Negeri 5 Menara
oleh: Ahmad Fuadi

Sinopsis:

"Orang berilmu dan beradab tidak akan diam di kampung halaman
Tinggalkan negerimu dan merantaulah ke negeri orang
Merantaulah, kau akan dapatkan pengganti dari kerabat dan kawan
Berlelah-lelahlah, manisnya hidup terasa setelah berjuang."

Alif Fikri lahir di pinggir Danau Maninjau dan tidak pernah menginjak tanah di luar ranah Minangkabau. Masa kecilnya adalah berburu durian runtuh di rimba Bukit Barisan, bermain bola di sawah berlumpur dan mandi di air biru Danau Maninjau. Tiba-tiba saja dia harus naik bus tiga hari tiga malam melintasi punggung Sumatera dan Jawa menuju sebuah desa di pelosok Jawa Timur. Ibunya ingin dia menjadi Buya Hamka walau Alif ingin menjadi Habibie. Dengan setengah hati dia mengikuti perintah Ibunya: belajar di pondok.

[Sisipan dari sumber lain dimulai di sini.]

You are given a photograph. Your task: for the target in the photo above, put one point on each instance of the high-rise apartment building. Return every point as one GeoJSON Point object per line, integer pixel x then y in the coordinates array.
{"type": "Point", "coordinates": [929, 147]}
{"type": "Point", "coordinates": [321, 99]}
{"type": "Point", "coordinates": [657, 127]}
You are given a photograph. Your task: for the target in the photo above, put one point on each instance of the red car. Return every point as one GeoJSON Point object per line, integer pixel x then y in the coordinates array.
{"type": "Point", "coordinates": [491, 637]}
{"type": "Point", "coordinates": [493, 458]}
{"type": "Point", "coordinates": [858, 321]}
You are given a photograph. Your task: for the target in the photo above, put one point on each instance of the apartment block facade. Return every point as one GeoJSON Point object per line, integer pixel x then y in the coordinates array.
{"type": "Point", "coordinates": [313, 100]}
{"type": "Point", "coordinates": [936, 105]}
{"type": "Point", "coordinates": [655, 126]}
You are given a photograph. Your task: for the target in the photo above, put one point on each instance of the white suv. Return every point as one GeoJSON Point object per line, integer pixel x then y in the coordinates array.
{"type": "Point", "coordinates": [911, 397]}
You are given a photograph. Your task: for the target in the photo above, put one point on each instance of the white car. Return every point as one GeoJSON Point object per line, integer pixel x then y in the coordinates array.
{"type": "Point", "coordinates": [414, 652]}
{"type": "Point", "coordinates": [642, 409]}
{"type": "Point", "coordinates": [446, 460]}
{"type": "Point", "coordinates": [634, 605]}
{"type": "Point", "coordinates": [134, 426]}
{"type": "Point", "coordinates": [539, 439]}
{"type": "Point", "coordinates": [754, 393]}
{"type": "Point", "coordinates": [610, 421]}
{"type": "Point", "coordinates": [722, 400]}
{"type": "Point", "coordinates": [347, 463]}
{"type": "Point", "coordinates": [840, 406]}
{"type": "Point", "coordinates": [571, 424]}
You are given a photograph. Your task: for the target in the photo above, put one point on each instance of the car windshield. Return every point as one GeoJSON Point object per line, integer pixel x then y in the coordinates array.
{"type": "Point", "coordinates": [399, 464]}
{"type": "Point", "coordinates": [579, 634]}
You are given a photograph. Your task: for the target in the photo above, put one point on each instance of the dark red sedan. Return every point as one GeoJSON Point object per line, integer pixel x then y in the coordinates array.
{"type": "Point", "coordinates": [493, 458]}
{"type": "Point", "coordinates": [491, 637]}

Mantra sakti "man jadda wajada", artinya "Siapa yang bersungguh-sungguh pasti sukses" telah menjadi motivator bagi Alif dalam menuntut ilmu di Pondok Madani (red, Pondok Modern Gontor, Ponorogo, Jatim). Alif bersahabat dengan lima Sahibul Menara yaitu Raja dari Medan, Said dari Surabaya, Dulmajid dari Sumenep, Atang dari Bandung, dan Baso dari Gowa. Di bawah menara masjid yang menjulang, mereka menunggu Maghrib sambil menatap awan lembayung berarak pulang ke ufuk. Di mata belia mereka, awan-awan itu menjelma menjadi negara dan benua impian masing-masing. Di lima negara yang berbeda, di lima menara impian masing-masing. Yang mereka yakini adalah: Jangan pernah remehkan impian, walau setinggi apa pun. Tuhan sungguh Maha Mendengar.

"Aku melihat air menjadi rusak karena diam tertahan
Jika mengalir menjadi jernih, jika tidak, kan keruh menggenang."